Peter Marshall kicked off the panel with an insight into restructuring trends in Europe over the past 12 months. Whilst sectors such as retail, shipping and Spanish renewable energy have been hit amongst the hardest in 2014, key examples being Vivarte and Phones 4 U, the main theme has been one of variety, with restructurings across a number of sectors. Other key themes discussed included the revival of new money in restructurings (e.g. Telepizza), viewed as comparable to the 2005 days, and the attitude of shareholders in restructuring, contrasting the position taken by sponsors and family shareholders.
The recent Phones 4 U administration sparked debate around the role of bondholders in high yield restructurings. Bondholders are, by their very nature, large in number, difficult to identify and unlikely to be in a position to provide new money. Nevertheless, the ICA mechanics in new bond only and pari structures are giving bondholders a seat at the table, making early stage negotiations on restructurings problematic. The contrast is stark compared to a typical LBO restructuring.

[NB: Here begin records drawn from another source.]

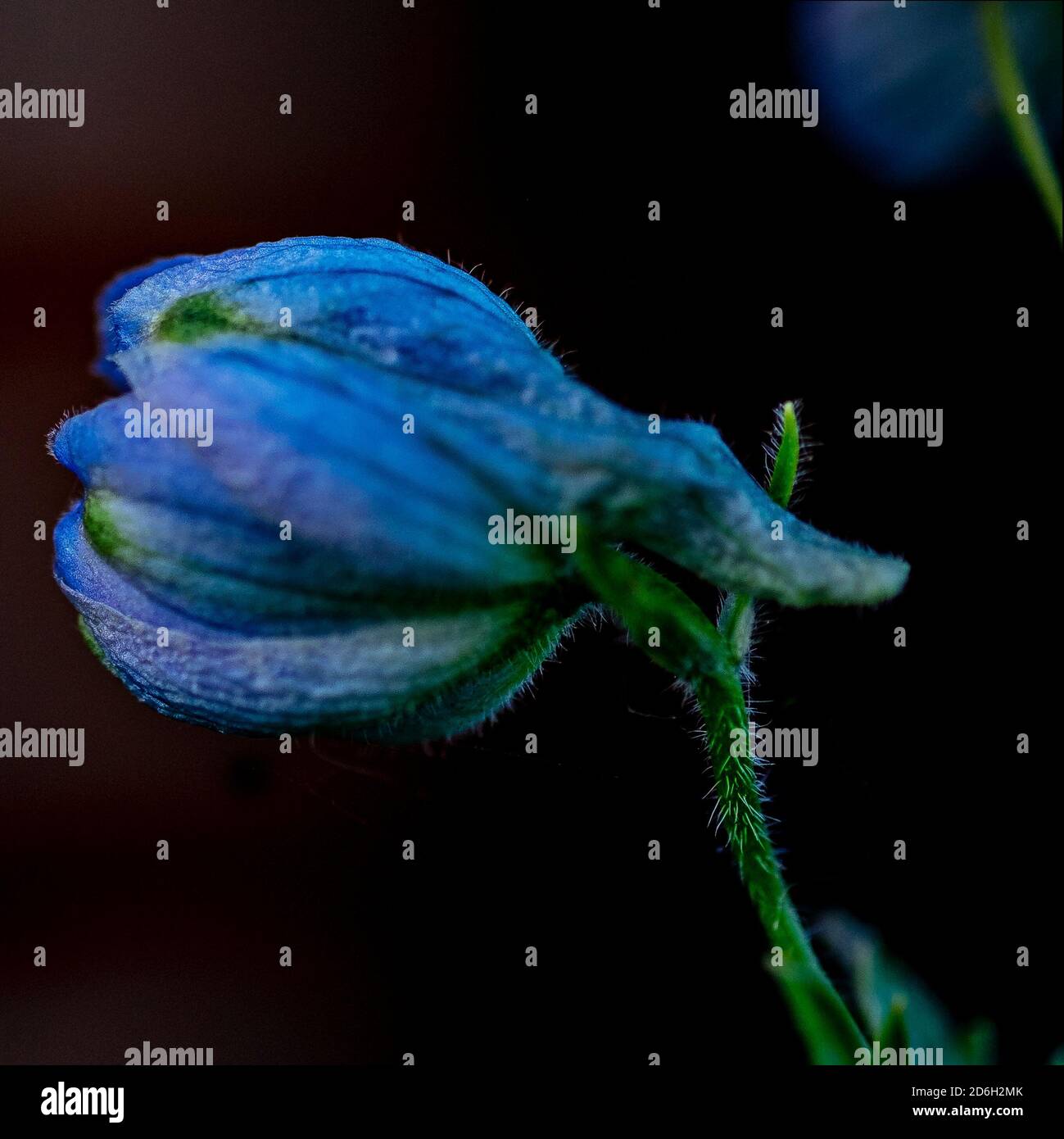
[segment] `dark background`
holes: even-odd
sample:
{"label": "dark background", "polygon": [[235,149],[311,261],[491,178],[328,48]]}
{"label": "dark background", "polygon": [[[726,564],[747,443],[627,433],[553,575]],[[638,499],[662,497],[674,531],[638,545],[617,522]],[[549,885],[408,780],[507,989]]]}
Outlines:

José María Gil-Robles led the discussion on the impact of recent reforms to national insolvency laws in Europe, focussing on Spain which has undergone a wave of recent reforms. The impact of the reforms is still to be seen, however, Andrew Wilkinson noted that without predictability of outcome of litigation and confidence in the local judiciary system, the recent reforms may not be sufficient to dissuade debtors from taking advantage of UK schemes of arrangement and US Chapter 11.
The panel concluded with a discussion on the pros and cons of the three principal forums for a European restructuring: home country, Chapter 11 and a UK scheme of arrangement.